Ben Affleck hat einen guten Ruf in Hollywood, aber er hat ein Problem. Der gute Ruf kommt von Filmen wie „Argo“, dem klugen Thriller über die Geiselnahme in der US-Botschaft im Iran 1979. Affleck war vor vier Jahren auch der Regisseur des Projekts und es gelang ihm, eine heute noch wichtige Geschichte so schnell und eindringlich zu erzählen, dass es dafür drei Oscars zur Belohnung gab. Das Problem von Afflecks Filmen ist dagegen ein anderes: Es steht vor der Kamera und zeigt sich auch bei „Live by Night“, seiner vierten Regiearbeit. Es ist der Hauptdarsteller Ben Affleck selbst.
 
Der 44-Jährige spielt Joe Coughlin, einen Kleinkriminellen in den USA der Prohibitionszeit, der sich mit Überfällen auf illegale Kartenspielrunden in Hinterzimmern von Bars über Wasser hält. Schließlich wagt er sich an einen Banküberfall, aber die blinde Liebe zur Geliebten (Höhepunkt des Films: Sienna Miller) eines Mafiabosses lässt ihn einen Fehler machen. Er wird nach Florida versetzt und baut dort mit einem Helfer (zu wenig gefordert: Chris Messina) einen florierenden Alkoholschmuggel auf, bis schließlich alte Feinde aus der Vergangenheit wieder auftauchen.

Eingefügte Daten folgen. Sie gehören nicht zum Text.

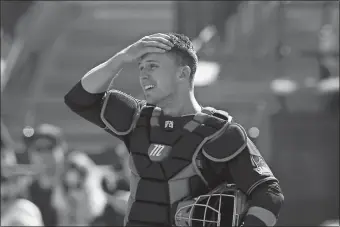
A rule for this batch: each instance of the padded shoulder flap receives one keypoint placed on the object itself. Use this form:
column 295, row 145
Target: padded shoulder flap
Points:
column 120, row 112
column 227, row 145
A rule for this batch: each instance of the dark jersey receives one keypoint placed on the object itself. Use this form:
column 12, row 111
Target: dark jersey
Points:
column 245, row 168
column 42, row 198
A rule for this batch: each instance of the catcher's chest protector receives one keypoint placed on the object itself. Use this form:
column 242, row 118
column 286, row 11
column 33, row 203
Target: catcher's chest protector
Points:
column 163, row 153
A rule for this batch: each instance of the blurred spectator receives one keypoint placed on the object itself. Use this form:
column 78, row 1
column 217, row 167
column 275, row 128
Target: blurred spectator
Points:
column 11, row 12
column 329, row 59
column 46, row 148
column 14, row 211
column 115, row 184
column 83, row 198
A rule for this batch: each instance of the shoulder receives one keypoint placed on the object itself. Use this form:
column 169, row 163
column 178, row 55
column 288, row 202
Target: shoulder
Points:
column 120, row 111
column 227, row 145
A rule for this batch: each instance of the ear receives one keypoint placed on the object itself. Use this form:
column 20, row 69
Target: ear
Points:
column 184, row 73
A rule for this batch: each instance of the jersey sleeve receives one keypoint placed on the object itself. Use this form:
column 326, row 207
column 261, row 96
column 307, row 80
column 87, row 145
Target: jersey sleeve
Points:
column 249, row 169
column 106, row 110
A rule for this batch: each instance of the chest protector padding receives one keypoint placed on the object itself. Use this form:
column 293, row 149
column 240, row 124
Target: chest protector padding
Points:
column 159, row 186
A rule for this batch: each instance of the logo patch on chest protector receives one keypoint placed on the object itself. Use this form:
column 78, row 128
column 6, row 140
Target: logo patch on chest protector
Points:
column 158, row 152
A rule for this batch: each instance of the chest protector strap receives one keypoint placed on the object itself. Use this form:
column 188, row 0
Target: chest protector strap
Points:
column 154, row 120
column 199, row 120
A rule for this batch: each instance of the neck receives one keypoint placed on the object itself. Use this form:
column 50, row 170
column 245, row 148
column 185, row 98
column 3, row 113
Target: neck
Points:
column 183, row 104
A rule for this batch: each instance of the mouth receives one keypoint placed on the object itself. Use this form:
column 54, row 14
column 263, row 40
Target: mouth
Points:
column 149, row 87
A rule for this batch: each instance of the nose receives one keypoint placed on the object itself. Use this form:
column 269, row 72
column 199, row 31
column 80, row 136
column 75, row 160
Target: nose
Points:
column 144, row 76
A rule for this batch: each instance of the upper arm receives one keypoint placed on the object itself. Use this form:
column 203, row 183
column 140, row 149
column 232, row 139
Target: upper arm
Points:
column 236, row 159
column 107, row 110
column 249, row 170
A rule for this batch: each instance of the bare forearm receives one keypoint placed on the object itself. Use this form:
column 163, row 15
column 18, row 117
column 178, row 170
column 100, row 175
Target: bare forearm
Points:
column 97, row 80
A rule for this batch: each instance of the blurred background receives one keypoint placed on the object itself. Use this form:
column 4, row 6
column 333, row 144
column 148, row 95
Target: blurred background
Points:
column 272, row 65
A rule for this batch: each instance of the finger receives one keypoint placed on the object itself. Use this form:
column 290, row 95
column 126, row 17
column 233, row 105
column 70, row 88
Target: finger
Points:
column 156, row 44
column 163, row 39
column 153, row 50
column 160, row 35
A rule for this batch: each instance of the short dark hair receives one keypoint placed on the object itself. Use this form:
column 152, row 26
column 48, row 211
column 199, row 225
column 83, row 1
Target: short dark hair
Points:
column 184, row 52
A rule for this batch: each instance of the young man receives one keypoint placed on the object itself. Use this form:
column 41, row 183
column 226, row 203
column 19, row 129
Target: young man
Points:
column 178, row 150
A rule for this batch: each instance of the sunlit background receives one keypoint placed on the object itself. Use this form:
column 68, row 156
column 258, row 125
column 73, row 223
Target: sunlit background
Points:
column 272, row 65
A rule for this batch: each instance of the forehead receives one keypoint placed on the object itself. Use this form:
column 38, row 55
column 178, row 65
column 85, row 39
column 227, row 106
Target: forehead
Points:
column 165, row 58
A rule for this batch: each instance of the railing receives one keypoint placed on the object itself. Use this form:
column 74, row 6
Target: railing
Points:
column 11, row 60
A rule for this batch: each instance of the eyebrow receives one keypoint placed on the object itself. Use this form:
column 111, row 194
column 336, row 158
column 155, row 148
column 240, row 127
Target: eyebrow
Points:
column 148, row 61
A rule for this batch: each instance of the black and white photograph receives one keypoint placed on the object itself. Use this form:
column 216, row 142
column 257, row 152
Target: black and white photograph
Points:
column 170, row 113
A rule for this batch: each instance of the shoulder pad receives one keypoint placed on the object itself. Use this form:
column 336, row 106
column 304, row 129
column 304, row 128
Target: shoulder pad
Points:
column 217, row 113
column 227, row 145
column 120, row 112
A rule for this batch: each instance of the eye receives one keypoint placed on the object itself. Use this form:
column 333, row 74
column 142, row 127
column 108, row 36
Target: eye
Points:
column 152, row 66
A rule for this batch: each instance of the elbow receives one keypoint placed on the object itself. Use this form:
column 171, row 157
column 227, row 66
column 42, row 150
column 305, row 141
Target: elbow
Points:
column 265, row 205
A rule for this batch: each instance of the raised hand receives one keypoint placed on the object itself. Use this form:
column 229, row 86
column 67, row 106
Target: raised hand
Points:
column 156, row 43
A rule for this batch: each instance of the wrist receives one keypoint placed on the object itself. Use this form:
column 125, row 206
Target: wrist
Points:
column 117, row 60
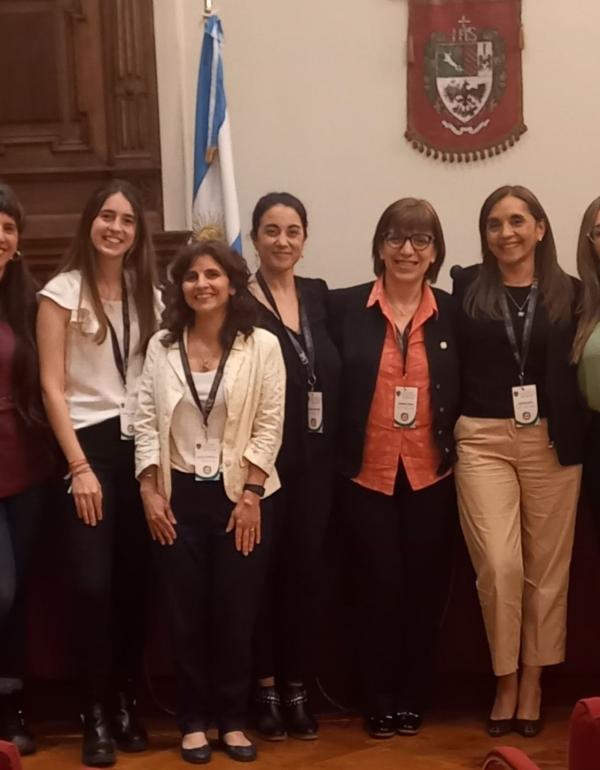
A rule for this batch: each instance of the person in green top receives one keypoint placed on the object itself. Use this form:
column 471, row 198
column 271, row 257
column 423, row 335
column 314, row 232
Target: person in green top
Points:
column 586, row 350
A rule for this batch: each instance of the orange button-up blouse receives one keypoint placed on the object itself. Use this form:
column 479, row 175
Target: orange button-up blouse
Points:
column 386, row 445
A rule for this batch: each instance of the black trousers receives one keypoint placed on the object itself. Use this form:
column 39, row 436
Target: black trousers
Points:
column 212, row 593
column 110, row 565
column 301, row 510
column 402, row 547
column 20, row 517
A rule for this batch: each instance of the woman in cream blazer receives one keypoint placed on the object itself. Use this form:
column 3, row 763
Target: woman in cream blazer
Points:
column 208, row 430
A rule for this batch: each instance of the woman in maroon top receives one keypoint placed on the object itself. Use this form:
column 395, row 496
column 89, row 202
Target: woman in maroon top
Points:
column 23, row 465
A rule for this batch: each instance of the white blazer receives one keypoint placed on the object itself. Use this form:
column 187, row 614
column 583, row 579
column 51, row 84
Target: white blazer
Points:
column 254, row 385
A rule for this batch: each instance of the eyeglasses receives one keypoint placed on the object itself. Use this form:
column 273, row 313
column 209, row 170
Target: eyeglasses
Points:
column 594, row 235
column 419, row 241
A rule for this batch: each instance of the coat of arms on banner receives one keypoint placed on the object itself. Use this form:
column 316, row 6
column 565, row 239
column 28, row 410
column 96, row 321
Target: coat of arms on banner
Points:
column 464, row 77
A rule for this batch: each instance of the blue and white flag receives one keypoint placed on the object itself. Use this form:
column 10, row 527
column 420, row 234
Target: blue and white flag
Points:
column 215, row 194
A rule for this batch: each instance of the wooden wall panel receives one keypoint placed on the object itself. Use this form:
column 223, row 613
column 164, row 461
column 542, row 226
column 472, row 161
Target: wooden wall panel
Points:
column 80, row 106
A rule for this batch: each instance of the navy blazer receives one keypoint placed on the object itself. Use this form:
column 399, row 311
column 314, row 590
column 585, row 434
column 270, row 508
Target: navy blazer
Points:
column 359, row 332
column 296, row 438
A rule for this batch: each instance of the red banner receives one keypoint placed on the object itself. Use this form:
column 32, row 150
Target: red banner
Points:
column 465, row 86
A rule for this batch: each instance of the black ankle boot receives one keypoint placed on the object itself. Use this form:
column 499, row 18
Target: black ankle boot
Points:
column 266, row 714
column 98, row 748
column 296, row 714
column 12, row 723
column 126, row 729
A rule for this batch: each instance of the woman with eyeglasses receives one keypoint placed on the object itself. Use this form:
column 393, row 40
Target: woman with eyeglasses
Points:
column 399, row 398
column 586, row 350
column 519, row 445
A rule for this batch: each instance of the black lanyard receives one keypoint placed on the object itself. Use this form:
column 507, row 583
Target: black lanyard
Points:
column 206, row 408
column 520, row 355
column 307, row 357
column 121, row 360
column 402, row 342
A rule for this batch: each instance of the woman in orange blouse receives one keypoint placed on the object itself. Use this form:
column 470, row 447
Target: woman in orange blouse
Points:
column 399, row 402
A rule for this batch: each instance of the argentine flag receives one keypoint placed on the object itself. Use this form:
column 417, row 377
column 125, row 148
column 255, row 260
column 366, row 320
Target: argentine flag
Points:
column 215, row 195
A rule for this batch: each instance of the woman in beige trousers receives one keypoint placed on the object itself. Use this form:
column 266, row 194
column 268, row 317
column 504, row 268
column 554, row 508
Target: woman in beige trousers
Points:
column 519, row 445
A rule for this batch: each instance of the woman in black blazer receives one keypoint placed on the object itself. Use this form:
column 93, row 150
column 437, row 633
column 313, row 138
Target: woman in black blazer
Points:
column 399, row 397
column 296, row 310
column 519, row 446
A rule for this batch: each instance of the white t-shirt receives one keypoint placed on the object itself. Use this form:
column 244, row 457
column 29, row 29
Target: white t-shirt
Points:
column 94, row 390
column 187, row 424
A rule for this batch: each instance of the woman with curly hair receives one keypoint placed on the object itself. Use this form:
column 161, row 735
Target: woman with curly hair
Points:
column 208, row 429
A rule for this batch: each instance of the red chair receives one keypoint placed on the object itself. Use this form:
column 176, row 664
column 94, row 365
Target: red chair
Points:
column 584, row 743
column 9, row 756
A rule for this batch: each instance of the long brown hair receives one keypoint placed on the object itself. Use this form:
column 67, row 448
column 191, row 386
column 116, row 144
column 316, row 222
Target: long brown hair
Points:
column 588, row 269
column 18, row 308
column 139, row 264
column 482, row 298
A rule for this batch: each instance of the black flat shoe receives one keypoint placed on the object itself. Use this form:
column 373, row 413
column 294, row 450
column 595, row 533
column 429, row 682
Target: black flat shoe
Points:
column 408, row 722
column 13, row 727
column 127, row 732
column 299, row 721
column 528, row 728
column 496, row 728
column 98, row 748
column 380, row 726
column 266, row 715
column 198, row 756
column 238, row 753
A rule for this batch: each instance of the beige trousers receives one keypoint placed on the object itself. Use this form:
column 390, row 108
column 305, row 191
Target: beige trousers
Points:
column 517, row 509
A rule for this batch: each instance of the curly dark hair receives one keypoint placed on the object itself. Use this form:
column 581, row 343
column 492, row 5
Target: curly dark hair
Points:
column 482, row 299
column 241, row 309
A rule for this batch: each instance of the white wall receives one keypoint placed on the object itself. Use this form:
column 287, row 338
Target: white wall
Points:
column 317, row 99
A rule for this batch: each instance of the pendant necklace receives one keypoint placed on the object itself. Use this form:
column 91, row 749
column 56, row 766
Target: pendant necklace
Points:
column 521, row 309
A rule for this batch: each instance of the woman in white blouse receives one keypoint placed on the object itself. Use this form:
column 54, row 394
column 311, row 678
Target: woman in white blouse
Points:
column 95, row 318
column 208, row 430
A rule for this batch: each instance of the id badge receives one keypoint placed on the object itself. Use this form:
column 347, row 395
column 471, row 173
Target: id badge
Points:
column 315, row 411
column 405, row 407
column 207, row 460
column 127, row 417
column 525, row 405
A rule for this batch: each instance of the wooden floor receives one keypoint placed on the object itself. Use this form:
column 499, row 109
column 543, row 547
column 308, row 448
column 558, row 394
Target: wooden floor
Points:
column 445, row 743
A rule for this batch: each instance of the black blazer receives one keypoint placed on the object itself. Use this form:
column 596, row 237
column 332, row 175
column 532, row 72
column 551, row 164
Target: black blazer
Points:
column 566, row 412
column 359, row 332
column 297, row 441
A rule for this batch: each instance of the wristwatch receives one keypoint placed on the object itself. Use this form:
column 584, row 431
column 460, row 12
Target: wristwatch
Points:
column 258, row 489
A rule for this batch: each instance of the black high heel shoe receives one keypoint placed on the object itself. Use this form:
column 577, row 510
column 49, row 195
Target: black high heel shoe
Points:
column 266, row 714
column 298, row 719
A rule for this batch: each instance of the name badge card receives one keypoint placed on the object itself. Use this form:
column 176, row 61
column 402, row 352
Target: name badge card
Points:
column 127, row 416
column 525, row 405
column 207, row 460
column 405, row 407
column 315, row 411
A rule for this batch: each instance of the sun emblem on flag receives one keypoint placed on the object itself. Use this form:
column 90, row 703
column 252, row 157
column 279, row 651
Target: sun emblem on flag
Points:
column 465, row 76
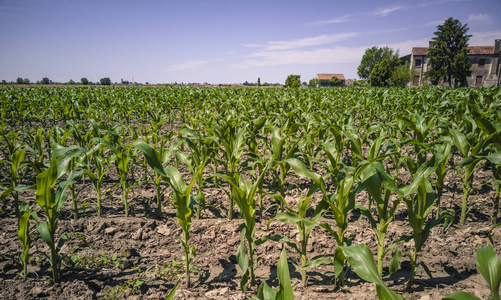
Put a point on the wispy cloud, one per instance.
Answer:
(484, 38)
(434, 23)
(309, 42)
(331, 21)
(305, 57)
(187, 65)
(480, 18)
(385, 11)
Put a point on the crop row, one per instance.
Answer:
(396, 145)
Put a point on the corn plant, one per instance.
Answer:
(304, 226)
(201, 151)
(101, 164)
(244, 193)
(182, 200)
(24, 238)
(360, 259)
(419, 205)
(470, 151)
(341, 203)
(493, 131)
(380, 187)
(51, 201)
(231, 140)
(284, 292)
(122, 159)
(282, 148)
(68, 161)
(489, 265)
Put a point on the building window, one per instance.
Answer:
(415, 81)
(479, 80)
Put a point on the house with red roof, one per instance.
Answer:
(324, 79)
(485, 69)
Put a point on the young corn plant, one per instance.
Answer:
(284, 292)
(489, 265)
(419, 206)
(244, 193)
(282, 148)
(362, 262)
(122, 158)
(202, 150)
(51, 200)
(101, 164)
(182, 200)
(69, 162)
(470, 151)
(232, 142)
(305, 227)
(24, 238)
(341, 203)
(380, 185)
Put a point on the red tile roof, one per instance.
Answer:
(329, 76)
(474, 50)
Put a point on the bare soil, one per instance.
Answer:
(118, 250)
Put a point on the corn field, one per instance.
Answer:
(216, 193)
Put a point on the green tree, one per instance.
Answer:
(381, 74)
(334, 81)
(402, 75)
(105, 81)
(293, 80)
(314, 82)
(448, 54)
(374, 56)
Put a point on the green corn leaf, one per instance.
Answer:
(285, 291)
(361, 260)
(172, 292)
(461, 296)
(489, 265)
(43, 229)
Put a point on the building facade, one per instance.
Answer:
(485, 69)
(324, 79)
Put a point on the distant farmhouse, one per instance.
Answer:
(324, 79)
(485, 70)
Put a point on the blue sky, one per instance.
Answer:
(218, 41)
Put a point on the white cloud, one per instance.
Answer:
(384, 11)
(305, 57)
(435, 23)
(308, 42)
(188, 65)
(331, 21)
(484, 38)
(480, 18)
(335, 55)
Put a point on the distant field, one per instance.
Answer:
(225, 178)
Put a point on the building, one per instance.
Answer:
(324, 79)
(485, 69)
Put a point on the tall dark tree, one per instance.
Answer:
(374, 56)
(293, 80)
(448, 54)
(381, 74)
(105, 81)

Das Buch von Dennis Lehane liefert also genug Stoff für einen klassisch-opulenten Gangsterfilm – und tatsächlich ist die Ausstattung des Films sein größtes Plus: Die Oldtimer-Verfolgungsjagden erzeugen gleichzeitig Nostalgie und Action. Die übergroßen Anzüge der Männer und Abendkleider der Frauen zeigen, wohin das laut „Entertainment Weekly“ 65 Millionen Dollar schwere Budget floss. Selbst die wenig subtile Bildsprache, die Boston in kaltes Grau und Florida in Orangetöne wie aus dem Urlaubsprospekt setzt, wirkt schlüssig.
 
All diese Äußerlichkeiten treffen aber auf ein – ebenfalls von Ben Affleck geschriebenes – unmotiviertes Drehbuch, dem weder die großen Spannungsbögen noch die kleinen Details gelingen. 129 Minuten Laufzeit fühlen sich durch die plump entwickelten Charaktere deutlich länger an. Besonders Afflecks Hauptfigur Joe pendelt unentschlossen und mit leerem Blick zwischen unmoralischem Gangster und fürsorglichem Liebhaber hin und her.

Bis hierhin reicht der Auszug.